Vietnam cuts through red tape in bid to unleash business spirit

By Nguyen Hoai   July 1, 2016 | 03:20 am PT
Vietnam is not the easiest place in the world to do business; it is ranked 93rd by the World Bank in its Doing Business 2016 report. The government is thus trying to make things a little easier by simplifying business licensing.

Vietnamese lawmakers are reviewing 50 new draft decrees on business conditions after cutting many complex regulations and rules, said Minister and Chief of the Government Office Mai Tien Dung at a press conference on Thursday.

The revised decrees are set to come into effect the following day, on July 1, after a week long deliberation.

Dung added that lawmakers will not simply bundle excessive licensing and regulations together and put them all into newly revised decrees.

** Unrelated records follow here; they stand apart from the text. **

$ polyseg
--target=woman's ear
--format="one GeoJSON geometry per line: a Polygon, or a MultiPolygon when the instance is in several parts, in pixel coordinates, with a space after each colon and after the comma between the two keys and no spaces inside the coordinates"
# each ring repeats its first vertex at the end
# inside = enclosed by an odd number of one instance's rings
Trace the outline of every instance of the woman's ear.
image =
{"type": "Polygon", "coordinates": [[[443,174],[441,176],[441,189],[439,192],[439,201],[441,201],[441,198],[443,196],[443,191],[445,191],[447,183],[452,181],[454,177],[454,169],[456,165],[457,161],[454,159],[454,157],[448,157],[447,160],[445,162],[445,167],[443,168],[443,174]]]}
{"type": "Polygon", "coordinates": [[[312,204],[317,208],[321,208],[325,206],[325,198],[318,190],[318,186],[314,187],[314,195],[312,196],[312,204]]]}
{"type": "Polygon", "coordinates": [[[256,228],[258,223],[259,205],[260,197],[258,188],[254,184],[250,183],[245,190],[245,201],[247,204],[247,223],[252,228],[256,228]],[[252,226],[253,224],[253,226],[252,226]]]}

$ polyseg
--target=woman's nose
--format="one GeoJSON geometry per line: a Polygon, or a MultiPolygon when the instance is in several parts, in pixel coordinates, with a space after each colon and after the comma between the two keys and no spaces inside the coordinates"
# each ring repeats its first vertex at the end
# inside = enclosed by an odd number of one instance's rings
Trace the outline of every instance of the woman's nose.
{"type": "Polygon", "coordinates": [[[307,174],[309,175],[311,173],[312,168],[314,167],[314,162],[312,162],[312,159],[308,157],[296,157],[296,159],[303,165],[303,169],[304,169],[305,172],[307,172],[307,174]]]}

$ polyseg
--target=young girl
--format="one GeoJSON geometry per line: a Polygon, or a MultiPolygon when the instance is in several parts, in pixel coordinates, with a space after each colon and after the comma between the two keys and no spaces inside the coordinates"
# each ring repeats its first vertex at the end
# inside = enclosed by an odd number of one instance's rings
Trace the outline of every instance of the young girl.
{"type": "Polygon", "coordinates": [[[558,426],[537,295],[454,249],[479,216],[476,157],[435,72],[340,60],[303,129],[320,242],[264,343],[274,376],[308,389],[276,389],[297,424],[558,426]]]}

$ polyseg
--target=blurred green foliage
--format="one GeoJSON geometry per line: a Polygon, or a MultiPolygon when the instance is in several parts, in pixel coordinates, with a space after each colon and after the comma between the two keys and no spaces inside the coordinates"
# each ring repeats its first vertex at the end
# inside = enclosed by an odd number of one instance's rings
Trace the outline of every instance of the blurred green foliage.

Changes introduced under the new decrees are expected to reduce existing bureaucracy. Business licensing should be considered an important step towards unleashing the potential for more start-ups and act as a key to unlocking investment climate reform, the government said.


Policymakers are discussing changes to decrees and the legal interpretation of the Business and Investment Law. The aim is to liberate the private sector's potential and facilitate economic and social development, said Chief of the Government Office Mai Tien Dung. Photo by N.H.

“We are determined not to leave any holes in the legal system, cutting down on unjustifiable business conditions, scrapping business permits and putting an end to interest groups,” said Minister Mai Tien Dung.

However, many have expressed their concerns that the decrees may have been drafted too hastily, and as a result, many “super-decrees” may be born.

The Vietnamese legal system employs a variety of legal documents including law, decrees, circulars, decisions and directives. These documents sometimes overlap each other.